The Renno Amish, also called Peachey Amish or "black toppers" are a subgroup of Amish that was formed in 1863 in Mifflin County, Pennsylvania. They are the moderately conservative Old Order Amish group in Kishacoquillas Valley, locally called Big Valley, but still relatively conservative compared with the Amish of other regions.

==History==
Amish settled in Mifflin County as early as 1791, coming from Lancaster County, Pennsylvania. In the 1840s there were three Amish congregations in the region. In 1849 one district divided from the two others, forming the Byler Amish, the first subgroup in North America that divided because of doctrinal differences.

The Peachey Amish emerged from a conflict between two bishops of the remaining districts, Abraham Peachey, and Solomon Beiler, in the 1850s. Beiler was one of several Amish Bishops at that time that had begun to baptize his congregation in streams rather than homes, a practice that did not sit well with Peachey, who preferred the traditional method of house baptism. In 1861, when it became clear that the conflict could not be resolved, the two districts separated, with Peachey's district becoming the Peachey Amish. The group that followed Beiler became Amish Mennonites and eventually Mennonites.

==Belief and practice==

The Renno Amish have a more relaxed attitude concerning dress and home decoration than other Old Order Amish of the region.
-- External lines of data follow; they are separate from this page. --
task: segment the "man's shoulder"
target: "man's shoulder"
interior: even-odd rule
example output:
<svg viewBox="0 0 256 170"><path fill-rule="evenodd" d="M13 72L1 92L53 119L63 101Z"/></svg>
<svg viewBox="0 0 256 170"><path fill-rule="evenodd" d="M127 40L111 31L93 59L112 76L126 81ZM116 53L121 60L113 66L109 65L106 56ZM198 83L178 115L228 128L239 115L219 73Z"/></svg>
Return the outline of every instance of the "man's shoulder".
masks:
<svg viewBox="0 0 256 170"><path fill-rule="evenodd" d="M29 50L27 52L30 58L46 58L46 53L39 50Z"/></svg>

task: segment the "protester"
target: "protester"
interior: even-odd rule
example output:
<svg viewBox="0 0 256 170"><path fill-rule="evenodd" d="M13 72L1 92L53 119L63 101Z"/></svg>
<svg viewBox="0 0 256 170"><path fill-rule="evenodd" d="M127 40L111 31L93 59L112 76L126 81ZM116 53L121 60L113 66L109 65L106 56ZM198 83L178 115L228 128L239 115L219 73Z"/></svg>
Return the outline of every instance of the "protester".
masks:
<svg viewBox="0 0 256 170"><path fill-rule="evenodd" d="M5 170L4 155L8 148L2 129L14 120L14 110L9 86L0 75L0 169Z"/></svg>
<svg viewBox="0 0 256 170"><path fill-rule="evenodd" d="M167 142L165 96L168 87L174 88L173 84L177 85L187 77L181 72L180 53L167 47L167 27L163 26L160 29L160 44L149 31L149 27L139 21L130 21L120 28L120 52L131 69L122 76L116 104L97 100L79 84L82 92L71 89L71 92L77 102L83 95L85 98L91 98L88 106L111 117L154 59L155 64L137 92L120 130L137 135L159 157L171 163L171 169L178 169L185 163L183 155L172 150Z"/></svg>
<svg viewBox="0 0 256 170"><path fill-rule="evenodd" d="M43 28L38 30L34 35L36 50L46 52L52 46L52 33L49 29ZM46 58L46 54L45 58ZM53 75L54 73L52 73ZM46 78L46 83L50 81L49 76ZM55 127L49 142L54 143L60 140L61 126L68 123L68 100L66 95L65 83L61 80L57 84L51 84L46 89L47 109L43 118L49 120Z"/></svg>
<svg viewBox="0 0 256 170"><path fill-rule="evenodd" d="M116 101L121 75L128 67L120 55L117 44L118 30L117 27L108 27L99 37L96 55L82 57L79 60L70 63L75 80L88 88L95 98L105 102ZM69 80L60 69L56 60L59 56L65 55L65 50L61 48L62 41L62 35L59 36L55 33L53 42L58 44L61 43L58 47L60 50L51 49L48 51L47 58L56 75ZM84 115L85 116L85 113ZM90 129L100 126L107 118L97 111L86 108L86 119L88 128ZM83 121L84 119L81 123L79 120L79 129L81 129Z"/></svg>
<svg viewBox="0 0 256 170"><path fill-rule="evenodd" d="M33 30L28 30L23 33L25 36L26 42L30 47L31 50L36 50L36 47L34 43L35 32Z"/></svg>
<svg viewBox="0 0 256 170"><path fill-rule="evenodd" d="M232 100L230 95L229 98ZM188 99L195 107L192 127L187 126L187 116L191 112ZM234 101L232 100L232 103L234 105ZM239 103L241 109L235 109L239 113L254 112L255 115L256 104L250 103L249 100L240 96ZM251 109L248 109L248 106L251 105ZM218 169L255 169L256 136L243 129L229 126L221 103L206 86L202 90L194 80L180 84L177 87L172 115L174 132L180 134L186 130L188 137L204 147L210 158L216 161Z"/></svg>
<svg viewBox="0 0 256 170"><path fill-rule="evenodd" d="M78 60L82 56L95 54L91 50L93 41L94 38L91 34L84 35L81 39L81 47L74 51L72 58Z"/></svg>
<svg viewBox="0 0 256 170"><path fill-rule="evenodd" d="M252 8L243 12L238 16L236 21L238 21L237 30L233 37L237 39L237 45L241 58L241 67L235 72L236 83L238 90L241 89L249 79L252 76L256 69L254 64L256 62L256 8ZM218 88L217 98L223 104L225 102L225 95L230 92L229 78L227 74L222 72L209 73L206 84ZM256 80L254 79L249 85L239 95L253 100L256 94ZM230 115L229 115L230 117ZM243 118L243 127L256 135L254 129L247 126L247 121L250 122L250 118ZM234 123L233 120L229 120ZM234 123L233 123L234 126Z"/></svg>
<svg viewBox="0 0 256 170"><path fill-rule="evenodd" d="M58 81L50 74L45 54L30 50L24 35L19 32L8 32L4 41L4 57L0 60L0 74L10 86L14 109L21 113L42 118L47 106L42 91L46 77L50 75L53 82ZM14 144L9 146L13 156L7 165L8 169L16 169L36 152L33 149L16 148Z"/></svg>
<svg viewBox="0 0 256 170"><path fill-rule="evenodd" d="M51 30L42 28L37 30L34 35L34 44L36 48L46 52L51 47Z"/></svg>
Homes are painted white and barns are typically red as in many Amish groups. Half-length curtains and screens are commonly found in homes and indoor plumbing is allowed. Their Ordnung allows men to wear only one suspender, while women wear black bonnets. Because their buggies have black tops they are called "black toppers". There are also Amish with white (Nebraska Amish) and yellow (Byler Amish) tops in the Big Valley.

==Settlements and congregations==
In 1900 the Peache y Amish—i.e., the Renno Amish—had 3 districts with 250 members, in 1956 they had 3 districts with 205 members. As of 2000, the Renno Amish had about a dozen church districts primarily in Pennsylvania. Around 2011 they had 19 congregations in four settlements in two states.